Silwan teen - Reuters - 2011
Police detaining a Silwan teen on suspicion of throwing stones last year. Photo by Reuters
Text size

Last Monday a Border Police unit swept into a high school in the East Jerusalem neighborhood of Ras al-Amud and arrested the vice principal, Salah Muhazian, in front of a classroom filled with students. He was walked by the officers through the school corridors to a waiting jeep outside and brought to Jerusalem police headquarters for questioning.

During his interrogation officers told Muhazian that a student of his who had been arrested a few days earlier for throwing stones told them Muhazian had hidden him and other stone-throwers in his office. Muhazian was released after the interview.

"I don't know what they wanted from me," he said this week, added that he thought the Border Police might have come to the school with the aim of scaring the students. "They wanted to deter them from making trouble," Muhazian said.

"This is about the fourth time they've done it over the past year," he said. "They come into the school, search classrooms and bathrooms for suspects."

Palestinians in East Jerusalem complain of increasing Border Police harassment of their children. Officers regularly entering schools to carry out arrests and improvised line-ups, they say, as well as picking up children during patrols in Arab quarters of the city.

Parents say children are also harassed outside the school itself.

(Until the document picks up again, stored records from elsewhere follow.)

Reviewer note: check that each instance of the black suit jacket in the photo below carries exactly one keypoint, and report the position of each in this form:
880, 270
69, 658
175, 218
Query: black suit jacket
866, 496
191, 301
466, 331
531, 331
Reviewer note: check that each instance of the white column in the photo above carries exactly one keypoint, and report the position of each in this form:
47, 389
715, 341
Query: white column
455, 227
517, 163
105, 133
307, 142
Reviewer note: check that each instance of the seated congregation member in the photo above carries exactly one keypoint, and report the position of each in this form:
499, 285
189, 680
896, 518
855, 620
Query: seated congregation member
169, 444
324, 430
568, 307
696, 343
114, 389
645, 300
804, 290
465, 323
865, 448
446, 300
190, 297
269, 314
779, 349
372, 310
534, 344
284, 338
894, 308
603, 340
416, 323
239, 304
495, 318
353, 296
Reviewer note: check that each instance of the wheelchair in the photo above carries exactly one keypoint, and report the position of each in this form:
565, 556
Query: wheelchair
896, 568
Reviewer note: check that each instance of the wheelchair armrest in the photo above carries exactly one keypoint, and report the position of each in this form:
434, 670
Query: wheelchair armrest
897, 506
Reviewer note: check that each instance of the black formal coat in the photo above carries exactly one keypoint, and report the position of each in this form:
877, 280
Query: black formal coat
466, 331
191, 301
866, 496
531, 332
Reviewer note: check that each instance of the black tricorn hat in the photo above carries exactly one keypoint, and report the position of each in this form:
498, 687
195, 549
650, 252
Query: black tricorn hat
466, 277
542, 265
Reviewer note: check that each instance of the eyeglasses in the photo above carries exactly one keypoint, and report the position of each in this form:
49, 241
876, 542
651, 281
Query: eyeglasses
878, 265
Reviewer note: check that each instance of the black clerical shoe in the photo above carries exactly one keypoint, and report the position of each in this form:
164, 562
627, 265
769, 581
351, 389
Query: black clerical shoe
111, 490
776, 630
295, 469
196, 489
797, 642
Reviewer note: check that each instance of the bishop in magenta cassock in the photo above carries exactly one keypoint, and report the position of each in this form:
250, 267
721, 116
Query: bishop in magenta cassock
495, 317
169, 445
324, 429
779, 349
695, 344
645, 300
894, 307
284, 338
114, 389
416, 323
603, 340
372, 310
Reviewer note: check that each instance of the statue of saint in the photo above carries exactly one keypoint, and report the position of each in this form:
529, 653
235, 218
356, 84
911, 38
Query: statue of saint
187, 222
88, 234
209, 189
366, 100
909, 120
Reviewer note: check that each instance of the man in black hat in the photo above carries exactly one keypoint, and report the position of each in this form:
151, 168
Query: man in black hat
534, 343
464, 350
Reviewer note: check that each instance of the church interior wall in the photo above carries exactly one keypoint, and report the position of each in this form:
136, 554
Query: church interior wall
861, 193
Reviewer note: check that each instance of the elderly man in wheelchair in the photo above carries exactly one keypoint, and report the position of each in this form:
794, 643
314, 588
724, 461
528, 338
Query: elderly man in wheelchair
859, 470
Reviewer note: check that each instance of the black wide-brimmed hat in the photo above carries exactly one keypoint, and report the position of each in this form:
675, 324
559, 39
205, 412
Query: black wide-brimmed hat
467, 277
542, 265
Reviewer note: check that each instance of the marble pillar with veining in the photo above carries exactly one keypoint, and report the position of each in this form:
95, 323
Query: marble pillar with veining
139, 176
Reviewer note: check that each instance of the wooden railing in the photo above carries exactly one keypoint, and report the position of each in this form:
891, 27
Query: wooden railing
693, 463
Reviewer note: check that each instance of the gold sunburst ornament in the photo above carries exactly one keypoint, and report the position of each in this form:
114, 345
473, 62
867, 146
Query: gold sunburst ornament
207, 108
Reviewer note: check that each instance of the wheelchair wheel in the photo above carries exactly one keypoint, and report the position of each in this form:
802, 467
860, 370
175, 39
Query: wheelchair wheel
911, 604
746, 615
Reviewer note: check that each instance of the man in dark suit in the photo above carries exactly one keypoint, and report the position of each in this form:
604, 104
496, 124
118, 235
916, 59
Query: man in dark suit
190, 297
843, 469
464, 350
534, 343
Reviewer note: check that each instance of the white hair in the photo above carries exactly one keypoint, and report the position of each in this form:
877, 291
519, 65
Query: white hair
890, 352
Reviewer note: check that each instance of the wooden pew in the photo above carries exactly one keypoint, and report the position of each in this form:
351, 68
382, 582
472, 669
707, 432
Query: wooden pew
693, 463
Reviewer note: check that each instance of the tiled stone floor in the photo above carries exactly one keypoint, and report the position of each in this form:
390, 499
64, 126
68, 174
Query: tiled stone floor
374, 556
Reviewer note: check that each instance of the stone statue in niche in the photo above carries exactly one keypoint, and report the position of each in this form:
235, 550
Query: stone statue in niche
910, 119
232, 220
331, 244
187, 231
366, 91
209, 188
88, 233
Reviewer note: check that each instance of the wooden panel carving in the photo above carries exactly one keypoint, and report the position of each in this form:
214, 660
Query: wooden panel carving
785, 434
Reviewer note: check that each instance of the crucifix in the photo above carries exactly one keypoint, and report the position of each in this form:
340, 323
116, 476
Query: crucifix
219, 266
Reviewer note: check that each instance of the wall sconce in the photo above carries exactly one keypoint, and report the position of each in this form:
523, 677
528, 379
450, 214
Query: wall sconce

Abed Shaludi related that his wife phoned him one day last week at work and told him their 12-year-old son, Omar, had been picked up by a Border Police patrol.

"She said the boy came home very upset, he told her two patrol jeeps picked him up with his friends on their way home."

The boys told Haaretz that the jeep pulled over, the rear doors opened and officers tried to snatch them while the jeep moved slowly.

"Only when the kids begged were they released," said Mohammed Abu Hasan, whose son was in the group. "We've been suffering from these actions for quite a while."

The Ecumenical Accompaniment Program in Palestine and Israel, a Christian nongovernmental organization, recently dispatched volunteers to to accompany children to and from school in response to requests from parents in East Jerusalem.

According to Fares Khoulas, chairman of the Ras al-Amud parents committee, a few days before Muhazian's arrest Border Police officers entered the school in an effort to identify suspects after stones were thrown at them nearby. Khoulas said the officers barged into the principal's office and told the principal, Salah Ahwar, they had followed one of the culprits inside.

"Ahwar asked them on what basis they identified him, and they replied that it was according to his footprints," Khoulas said. "They demanded to go through each classroom and check each student's shoes." Ahwar consented.

"The kids stood up, frightened, put their books down and each reached out a foot for the soldier to look at," Khoulas said. The suspect was apparently never found.

The Border Police said in a statement: "All the reported incidents were preceded by stone-throwing. The offenders exploited their proximity to educational institutions to find refuge in them."

In response to allegations by the school that the Education Ministry did not get involved, the ministry said in a statement: "The police searches were coordinated with the schools' principals and the officers were not in uniform."